One of my guilty pleasures is the TV show Undercover Boss. I know it is probably orchestrated and you only get to see the powerful parts, but I love watching it. I am constantly amazed at how amazed the bosses are at what goes on in their organization. It is a regular reminder to me that if people just talk to each other, are “real” with each other, then truly awesome things can happen in organizations. This is of course a two way street. The bosses have to actually listen because there are TV cameras watching them listen. The other side of it, however, is that the employees tell it straight–after all they are talking to a ‘nobody.’ If they knew they were talking to the boss, they wouldn’t tell the truth–or at least not all the truth. They would be polite. They would calculate what the boss wanted to hear, and then they would say it. Even if they didn’t do that, they would be careful in their word choice and the real message wouldn’t necessarily get across. It is the blend of the boss being put in a position where s/he sees what is happening at all levels of the organization, s/he has to listen and the employees telling it like it is that makes it happen. Real change and effectiveness can happen with that blend. (And yeah, the bosses give the employees something at the end–but that is peripheral and entertaining, but not critical for making the changes happen.)
Applying the Lessons of Undercover Boss
If you are a manager, a leader, and/or an Executive, you need to:
- Get to know what the people who work for you (and in the rest of your organization) do. Repeatedly on Undercover Boss the ‘old’ executive of the organization is challenged to keep up, to understand the process, to go fast enough.
- Understand their challenges. What are the impacts of your policies on how they do their work? Again, repeatedly executives are confronted on Undercover Boss with the unintended consequences of their well-intentioned policy changes. Bosses are confronted with the fact that employees have to cut short positive customer interactions to make productivity numbers or that a well-designed productivity tool is unusable by people who are color blind. What have you done that has increased the difficulty of doing a job rather than improved both productivity and job quality?
- How do they think of you and the other leaders in your organization. How many times do people on the show talk about the “corporate clowns.” Are you a clown or clueless in the eyes of your employees? Rather than be defensive or mad about it, see it through their eyes. What do you need to change that perception?
- Know your people. Over and over and over on the show, bosses ask personal questions of their employees and are touched and surprised by the answers. I’m sure the show scripts some of the kinds of questions that the Executives ask, but in every show, the bosses are surprised at what their employees go through outside of work. Many Executives resist, either consciously or unconscioulsy, getting close to their employees. How can you make the “hard” decisions about what to do with people if you care about them? Ask yourself the opposite question: How do you motivate, inspire and lead people to higher performance if you don’t know and care about them? If they don’t know and care about you? Work organizations are first and foremost human organizations. Creating organizations where people care about each other, stand up for each other, and deliver or the whole, is the key to being a great Executive and boss.
- Ideas come from all levels. The most ridiculous idea that Executives develop over time is that they know better than others because they are at the top of the organization and have lots of experiences that got them there. As the interactions on Undercover Boss show over and over, being at the top of an organization makes it more, rather than less, likely that you don’t know your market and customers well enough to have new ideas that can grow your organization. Create channels for innovative ideas to move up and across the organization and fight to keep those channels open.

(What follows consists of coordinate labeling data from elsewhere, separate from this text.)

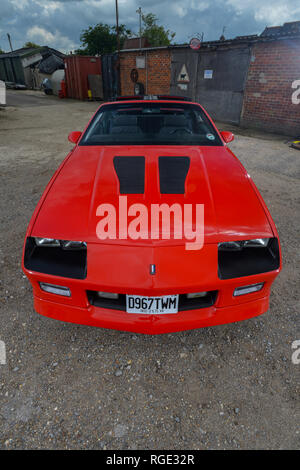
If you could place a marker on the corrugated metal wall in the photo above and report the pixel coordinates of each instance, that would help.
(11, 70)
(216, 79)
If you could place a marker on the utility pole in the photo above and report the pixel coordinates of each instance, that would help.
(9, 40)
(117, 27)
(139, 11)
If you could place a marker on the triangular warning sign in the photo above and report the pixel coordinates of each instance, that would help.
(183, 76)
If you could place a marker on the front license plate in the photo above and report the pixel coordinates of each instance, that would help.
(152, 305)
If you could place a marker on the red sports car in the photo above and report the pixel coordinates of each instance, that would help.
(151, 225)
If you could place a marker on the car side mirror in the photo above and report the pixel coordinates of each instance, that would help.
(227, 136)
(74, 136)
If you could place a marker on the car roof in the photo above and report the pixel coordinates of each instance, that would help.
(152, 98)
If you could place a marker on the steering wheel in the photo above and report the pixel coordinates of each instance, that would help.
(181, 129)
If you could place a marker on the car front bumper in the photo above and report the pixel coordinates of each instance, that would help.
(178, 272)
(151, 324)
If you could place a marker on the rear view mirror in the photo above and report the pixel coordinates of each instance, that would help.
(74, 136)
(227, 136)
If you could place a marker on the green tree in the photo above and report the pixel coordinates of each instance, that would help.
(157, 35)
(102, 39)
(31, 44)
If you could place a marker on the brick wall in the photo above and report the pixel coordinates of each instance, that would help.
(159, 72)
(268, 93)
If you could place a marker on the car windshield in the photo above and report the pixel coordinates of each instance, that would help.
(142, 123)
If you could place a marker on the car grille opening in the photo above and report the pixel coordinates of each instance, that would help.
(55, 260)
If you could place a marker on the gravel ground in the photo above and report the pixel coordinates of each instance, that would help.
(67, 386)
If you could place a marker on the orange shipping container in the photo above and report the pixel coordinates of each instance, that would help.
(77, 70)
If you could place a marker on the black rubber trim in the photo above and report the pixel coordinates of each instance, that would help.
(248, 261)
(131, 174)
(172, 174)
(55, 261)
(184, 302)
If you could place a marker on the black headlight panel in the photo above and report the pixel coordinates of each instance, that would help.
(239, 259)
(58, 259)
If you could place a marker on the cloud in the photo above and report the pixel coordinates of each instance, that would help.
(58, 23)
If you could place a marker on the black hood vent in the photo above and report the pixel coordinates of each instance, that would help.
(172, 174)
(131, 174)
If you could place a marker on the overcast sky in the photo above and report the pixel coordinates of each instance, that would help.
(59, 23)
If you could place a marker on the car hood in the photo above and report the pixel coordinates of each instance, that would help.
(216, 178)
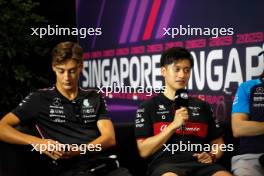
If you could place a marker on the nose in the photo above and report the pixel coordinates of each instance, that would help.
(66, 76)
(181, 73)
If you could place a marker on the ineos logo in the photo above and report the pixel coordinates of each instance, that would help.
(56, 102)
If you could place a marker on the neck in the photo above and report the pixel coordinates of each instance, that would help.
(69, 94)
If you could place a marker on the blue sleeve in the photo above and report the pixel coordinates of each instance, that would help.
(241, 100)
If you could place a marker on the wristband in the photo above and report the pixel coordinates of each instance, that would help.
(213, 156)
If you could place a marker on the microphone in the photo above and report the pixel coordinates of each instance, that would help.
(261, 160)
(181, 100)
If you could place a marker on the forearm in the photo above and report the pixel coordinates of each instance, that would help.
(217, 147)
(152, 144)
(248, 128)
(11, 135)
(104, 142)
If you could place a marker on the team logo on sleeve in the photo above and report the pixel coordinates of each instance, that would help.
(86, 103)
(139, 118)
(56, 102)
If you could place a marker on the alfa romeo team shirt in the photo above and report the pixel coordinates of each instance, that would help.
(249, 99)
(61, 119)
(156, 114)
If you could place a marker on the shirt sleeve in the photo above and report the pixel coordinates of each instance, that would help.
(28, 108)
(241, 101)
(143, 125)
(214, 129)
(102, 111)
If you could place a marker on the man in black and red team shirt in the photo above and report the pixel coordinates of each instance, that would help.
(161, 131)
(71, 121)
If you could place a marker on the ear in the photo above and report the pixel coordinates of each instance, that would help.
(53, 67)
(163, 71)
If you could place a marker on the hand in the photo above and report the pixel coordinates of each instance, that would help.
(203, 157)
(181, 115)
(49, 147)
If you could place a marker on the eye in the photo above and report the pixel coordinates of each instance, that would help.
(60, 70)
(186, 70)
(72, 71)
(177, 69)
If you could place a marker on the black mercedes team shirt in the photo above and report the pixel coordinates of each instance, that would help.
(61, 119)
(156, 114)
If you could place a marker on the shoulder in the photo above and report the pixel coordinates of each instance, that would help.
(90, 93)
(249, 84)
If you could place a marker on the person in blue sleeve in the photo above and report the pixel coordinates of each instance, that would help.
(248, 125)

- Being real gets you told. It is extremely difficult to persuade employees to tell the truth about what they think and know about the organization. Honest employees are doing you a favor. Create situations that open and stimulate these conversations. Be real. Admit your own failings. Appreciate feedback. Show your employees that you will do something about what they tell you. While the chosen employees on Undercover Boss get trips and vacations and scholarships, the biggest win is if the company creates a feedback loop between the employees and the leadership that identifies and addresses real issues for the company. One of the best bosses I ever had regularly walked around the organization talking to people at all levels, but especially at the bottom. He had relationships with people and they told him what they thought. It didn’t happen day one, but over time we learned that not only was it safe to talk to him, but also that things got fixed when we did.
Build Undercover Relationships In Your Organization!